Cosa differenzia questo Governo di «scappati di casa» rispetto ai precedenti?
«Tra i Governi che ho visto, è uno dei tre peggiori di sempre insieme a Renzi e a quelli berlusconiani. Si distingue per la maggioranza di destra: per la prima volta ci sono degli ex fascisti conclamati. E sono ancora più impreparati rispetto a chi li ha preceduti».
Istruzione e merito, agricoltura e sovranità alimentare, made in Italy: nel ribattezzare i ministeri cambia la forma oppure la sostanza?

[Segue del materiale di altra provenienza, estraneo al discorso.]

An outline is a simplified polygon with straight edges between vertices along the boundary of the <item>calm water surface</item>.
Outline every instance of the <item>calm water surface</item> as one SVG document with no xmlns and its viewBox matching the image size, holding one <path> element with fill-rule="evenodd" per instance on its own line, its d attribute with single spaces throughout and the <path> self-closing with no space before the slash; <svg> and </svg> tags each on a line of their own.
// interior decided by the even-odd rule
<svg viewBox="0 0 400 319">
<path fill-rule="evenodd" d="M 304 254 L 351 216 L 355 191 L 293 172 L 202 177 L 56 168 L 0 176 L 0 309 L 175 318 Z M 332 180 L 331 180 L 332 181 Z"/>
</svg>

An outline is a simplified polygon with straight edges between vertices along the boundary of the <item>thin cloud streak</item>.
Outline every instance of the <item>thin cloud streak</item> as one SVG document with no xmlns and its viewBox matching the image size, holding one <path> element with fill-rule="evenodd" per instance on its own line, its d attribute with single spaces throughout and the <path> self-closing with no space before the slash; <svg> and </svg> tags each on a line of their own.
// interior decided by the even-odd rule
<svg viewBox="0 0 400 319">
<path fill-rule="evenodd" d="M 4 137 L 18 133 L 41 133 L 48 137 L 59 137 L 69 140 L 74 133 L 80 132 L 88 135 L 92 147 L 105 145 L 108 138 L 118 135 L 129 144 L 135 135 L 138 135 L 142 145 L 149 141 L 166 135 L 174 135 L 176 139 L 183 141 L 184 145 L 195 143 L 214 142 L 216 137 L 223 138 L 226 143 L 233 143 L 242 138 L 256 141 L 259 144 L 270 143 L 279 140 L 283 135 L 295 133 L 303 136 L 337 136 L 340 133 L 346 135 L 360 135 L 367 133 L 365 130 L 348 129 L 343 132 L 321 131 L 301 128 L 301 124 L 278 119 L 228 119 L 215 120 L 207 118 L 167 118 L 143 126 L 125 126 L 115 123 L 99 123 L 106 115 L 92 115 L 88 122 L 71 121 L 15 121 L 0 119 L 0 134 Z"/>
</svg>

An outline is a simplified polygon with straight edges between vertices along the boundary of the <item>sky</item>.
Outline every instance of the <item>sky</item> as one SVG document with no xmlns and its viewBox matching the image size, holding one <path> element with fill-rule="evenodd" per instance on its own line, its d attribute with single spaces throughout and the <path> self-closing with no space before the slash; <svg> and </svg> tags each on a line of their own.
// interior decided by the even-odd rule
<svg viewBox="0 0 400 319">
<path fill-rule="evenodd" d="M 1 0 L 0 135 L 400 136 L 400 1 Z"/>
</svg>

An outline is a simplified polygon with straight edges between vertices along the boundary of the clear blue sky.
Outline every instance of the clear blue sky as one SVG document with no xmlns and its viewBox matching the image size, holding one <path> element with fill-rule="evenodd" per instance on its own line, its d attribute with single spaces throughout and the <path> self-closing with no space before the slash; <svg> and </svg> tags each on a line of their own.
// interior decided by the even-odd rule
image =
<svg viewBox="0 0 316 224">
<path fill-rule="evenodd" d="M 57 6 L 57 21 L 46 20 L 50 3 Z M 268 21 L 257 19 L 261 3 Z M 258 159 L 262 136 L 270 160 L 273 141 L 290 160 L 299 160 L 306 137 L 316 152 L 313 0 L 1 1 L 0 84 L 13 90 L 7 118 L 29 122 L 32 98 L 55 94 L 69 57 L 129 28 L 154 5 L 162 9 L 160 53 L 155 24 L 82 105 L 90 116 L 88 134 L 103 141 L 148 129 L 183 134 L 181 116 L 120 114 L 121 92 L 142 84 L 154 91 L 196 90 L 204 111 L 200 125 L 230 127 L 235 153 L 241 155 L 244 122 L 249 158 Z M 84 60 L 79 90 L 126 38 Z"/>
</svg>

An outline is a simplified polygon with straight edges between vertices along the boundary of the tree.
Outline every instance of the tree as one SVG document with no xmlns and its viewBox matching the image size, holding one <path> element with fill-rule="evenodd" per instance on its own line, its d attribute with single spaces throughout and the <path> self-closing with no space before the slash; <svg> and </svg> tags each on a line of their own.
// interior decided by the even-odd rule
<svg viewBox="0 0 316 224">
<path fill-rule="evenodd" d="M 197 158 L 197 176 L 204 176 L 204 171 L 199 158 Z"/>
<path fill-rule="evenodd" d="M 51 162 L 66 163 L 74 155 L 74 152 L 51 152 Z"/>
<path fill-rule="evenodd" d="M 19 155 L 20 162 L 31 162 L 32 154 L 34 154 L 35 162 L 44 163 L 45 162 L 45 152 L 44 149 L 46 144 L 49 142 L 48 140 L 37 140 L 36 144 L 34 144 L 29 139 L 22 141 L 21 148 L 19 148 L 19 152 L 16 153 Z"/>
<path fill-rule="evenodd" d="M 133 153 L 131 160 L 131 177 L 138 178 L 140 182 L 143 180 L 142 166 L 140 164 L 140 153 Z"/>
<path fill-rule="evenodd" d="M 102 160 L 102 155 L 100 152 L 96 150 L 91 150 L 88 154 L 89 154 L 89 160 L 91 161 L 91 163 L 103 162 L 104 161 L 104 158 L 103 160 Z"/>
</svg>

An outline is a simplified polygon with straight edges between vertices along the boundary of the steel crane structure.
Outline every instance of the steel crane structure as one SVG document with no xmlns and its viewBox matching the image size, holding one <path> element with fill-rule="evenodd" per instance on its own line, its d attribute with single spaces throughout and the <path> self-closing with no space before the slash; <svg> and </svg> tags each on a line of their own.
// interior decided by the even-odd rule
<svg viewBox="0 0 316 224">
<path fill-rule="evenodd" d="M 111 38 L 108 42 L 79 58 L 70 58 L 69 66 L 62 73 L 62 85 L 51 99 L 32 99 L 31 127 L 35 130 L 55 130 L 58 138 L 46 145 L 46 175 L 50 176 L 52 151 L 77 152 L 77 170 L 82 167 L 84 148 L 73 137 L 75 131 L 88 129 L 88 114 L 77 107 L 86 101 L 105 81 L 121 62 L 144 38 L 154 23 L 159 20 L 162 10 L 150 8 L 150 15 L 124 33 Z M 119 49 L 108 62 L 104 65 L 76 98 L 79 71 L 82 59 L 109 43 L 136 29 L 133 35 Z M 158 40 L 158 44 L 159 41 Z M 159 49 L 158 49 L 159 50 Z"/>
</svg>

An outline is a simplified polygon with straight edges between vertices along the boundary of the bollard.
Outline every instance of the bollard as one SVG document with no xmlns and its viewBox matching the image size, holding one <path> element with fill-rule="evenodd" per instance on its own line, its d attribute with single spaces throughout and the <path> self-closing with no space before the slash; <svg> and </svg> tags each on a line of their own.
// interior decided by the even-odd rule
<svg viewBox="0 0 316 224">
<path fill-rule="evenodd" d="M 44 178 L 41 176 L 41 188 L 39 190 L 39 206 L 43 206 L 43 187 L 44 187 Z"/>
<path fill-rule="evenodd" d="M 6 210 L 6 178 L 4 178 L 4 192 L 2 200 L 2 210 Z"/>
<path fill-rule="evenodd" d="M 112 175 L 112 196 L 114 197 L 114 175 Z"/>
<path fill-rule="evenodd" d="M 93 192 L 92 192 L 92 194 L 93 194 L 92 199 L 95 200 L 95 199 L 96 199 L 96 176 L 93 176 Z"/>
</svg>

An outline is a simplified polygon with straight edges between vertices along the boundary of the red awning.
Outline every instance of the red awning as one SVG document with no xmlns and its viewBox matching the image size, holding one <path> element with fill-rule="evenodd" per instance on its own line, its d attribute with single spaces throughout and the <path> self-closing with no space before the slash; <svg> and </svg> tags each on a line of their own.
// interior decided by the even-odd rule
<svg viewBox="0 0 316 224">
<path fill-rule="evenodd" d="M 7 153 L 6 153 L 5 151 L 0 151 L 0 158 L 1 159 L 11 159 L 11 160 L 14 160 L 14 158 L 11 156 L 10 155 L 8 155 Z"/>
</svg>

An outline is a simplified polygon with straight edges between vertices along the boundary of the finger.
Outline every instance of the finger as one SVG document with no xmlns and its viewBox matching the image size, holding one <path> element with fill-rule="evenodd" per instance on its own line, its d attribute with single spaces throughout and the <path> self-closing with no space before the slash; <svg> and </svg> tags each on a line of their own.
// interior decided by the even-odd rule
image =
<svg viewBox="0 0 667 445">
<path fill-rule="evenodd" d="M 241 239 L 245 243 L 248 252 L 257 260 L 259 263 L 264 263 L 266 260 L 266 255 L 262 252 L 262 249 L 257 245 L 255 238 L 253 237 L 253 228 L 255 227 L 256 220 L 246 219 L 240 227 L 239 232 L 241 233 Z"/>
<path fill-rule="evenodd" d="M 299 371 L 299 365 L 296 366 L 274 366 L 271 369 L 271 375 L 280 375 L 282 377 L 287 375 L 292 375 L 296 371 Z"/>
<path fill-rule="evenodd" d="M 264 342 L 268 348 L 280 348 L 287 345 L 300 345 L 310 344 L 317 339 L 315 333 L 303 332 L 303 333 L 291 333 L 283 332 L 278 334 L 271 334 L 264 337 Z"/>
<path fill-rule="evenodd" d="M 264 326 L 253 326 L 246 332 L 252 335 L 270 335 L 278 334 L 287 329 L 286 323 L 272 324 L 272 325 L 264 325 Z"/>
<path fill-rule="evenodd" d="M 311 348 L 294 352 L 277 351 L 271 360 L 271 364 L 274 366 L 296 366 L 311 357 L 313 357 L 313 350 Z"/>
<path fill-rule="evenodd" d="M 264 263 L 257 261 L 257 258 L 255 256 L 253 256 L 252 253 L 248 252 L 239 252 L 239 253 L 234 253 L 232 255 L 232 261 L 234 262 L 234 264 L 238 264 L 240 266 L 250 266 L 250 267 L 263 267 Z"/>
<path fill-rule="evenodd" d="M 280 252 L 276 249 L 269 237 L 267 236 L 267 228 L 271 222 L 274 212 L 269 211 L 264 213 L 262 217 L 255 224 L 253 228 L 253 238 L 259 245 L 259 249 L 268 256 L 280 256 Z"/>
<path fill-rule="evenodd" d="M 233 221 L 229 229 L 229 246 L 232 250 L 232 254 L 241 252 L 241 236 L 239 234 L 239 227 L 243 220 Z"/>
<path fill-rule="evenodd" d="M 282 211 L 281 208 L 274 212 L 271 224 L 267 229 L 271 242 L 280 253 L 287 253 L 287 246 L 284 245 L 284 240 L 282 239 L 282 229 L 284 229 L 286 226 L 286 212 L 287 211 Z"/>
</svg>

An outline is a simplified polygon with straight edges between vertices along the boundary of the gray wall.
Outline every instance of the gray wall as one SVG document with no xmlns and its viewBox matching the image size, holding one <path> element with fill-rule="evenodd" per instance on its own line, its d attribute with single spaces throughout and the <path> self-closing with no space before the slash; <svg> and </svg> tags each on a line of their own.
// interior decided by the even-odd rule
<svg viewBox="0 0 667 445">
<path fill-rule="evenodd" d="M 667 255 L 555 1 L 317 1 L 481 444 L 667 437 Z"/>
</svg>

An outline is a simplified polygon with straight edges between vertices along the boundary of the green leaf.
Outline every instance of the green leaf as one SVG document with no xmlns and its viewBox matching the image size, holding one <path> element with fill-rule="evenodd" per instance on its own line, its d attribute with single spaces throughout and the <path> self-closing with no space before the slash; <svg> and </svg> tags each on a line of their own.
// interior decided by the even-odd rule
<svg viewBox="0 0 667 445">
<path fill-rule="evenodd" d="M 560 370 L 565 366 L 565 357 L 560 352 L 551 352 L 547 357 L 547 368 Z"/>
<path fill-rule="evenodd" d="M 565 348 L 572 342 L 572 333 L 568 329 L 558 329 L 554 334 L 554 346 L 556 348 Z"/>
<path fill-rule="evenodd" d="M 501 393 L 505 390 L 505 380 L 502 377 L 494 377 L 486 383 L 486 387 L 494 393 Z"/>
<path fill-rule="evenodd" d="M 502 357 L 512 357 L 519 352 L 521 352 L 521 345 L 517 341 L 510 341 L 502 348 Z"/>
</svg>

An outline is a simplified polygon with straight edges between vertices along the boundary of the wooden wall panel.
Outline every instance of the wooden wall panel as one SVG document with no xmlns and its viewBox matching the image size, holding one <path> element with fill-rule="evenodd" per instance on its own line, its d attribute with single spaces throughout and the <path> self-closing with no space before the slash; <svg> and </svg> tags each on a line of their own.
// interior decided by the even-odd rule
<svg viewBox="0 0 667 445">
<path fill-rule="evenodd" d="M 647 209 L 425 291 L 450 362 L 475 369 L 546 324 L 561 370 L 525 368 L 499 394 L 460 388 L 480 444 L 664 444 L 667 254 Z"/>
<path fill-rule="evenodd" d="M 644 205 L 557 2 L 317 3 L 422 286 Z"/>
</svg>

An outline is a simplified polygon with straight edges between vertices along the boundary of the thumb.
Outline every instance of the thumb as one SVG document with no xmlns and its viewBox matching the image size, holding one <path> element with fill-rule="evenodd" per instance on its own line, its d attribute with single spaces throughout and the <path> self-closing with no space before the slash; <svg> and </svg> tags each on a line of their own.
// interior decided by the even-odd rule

«Cambia solo la forma, ma questa è importante in ogni cosa, compresa la politica. In questo caso, lo è per un motivo triste: la sostanza del Governo, quasi sempre, è vecchia. Meloni fa le stesse cose di Draghi, ha abbracciato l’austerity, l’atlantismo e l’americanismo, si sta barcamenando, e per mantenere alto il consenso deve dare richiami identitari. Come per il made in Italy, che esiste a parole e mai nei fatti, se non a livello caricaturale, è un gioco di prestigio bassissimo per dire all’elettorato: siamo ancora nazionalisti e sovranisti, vogliamo bene al popolo».
Alba è Capitale dell’arte contemporanea 2027 e la notizia si è diffusa con il ministro Giuli che canticchiava Albachiara. Partendo da ciò, quali considerazioni si possono fare su di lui e sulle aspirazioni culturali della destra?
«Alba è una città che amo, la visito almeno due volte l’anno. Prima di scrivere la tesi sui cantautori, mi stavo per laureare su Fenoglio e, ogni volta che vengo da voi, passo a salutarlo. Venendo a Giuli, di lui, come persona che conosco, ho stima, ne riconosco la correttezza e la simpatia in privato. Credo non stia facendo grandi cose da ministro. L’egemonia culturale è un tema a me molto caro. La cultura è il tallone d’Achille della destra italiana, che negli ultimi sessant’anni ha prodotto nulla. Straparlano di egemonia culturale della sinistra, ne soffrono, ma è colpa di nessuno se non ci sono uomini di destra culturalmente alti. Al pubblico chiedo i nomi di cinque cantautori di destra e a malapena arriva a citare Povia: se lui è l’unico esempio siamo malmessi».
Salvini ha rimproverato Giuli di aver scelto come capitale «l’unica città di sinistra». Che momento stanno vivendo la Lega e il suo leader?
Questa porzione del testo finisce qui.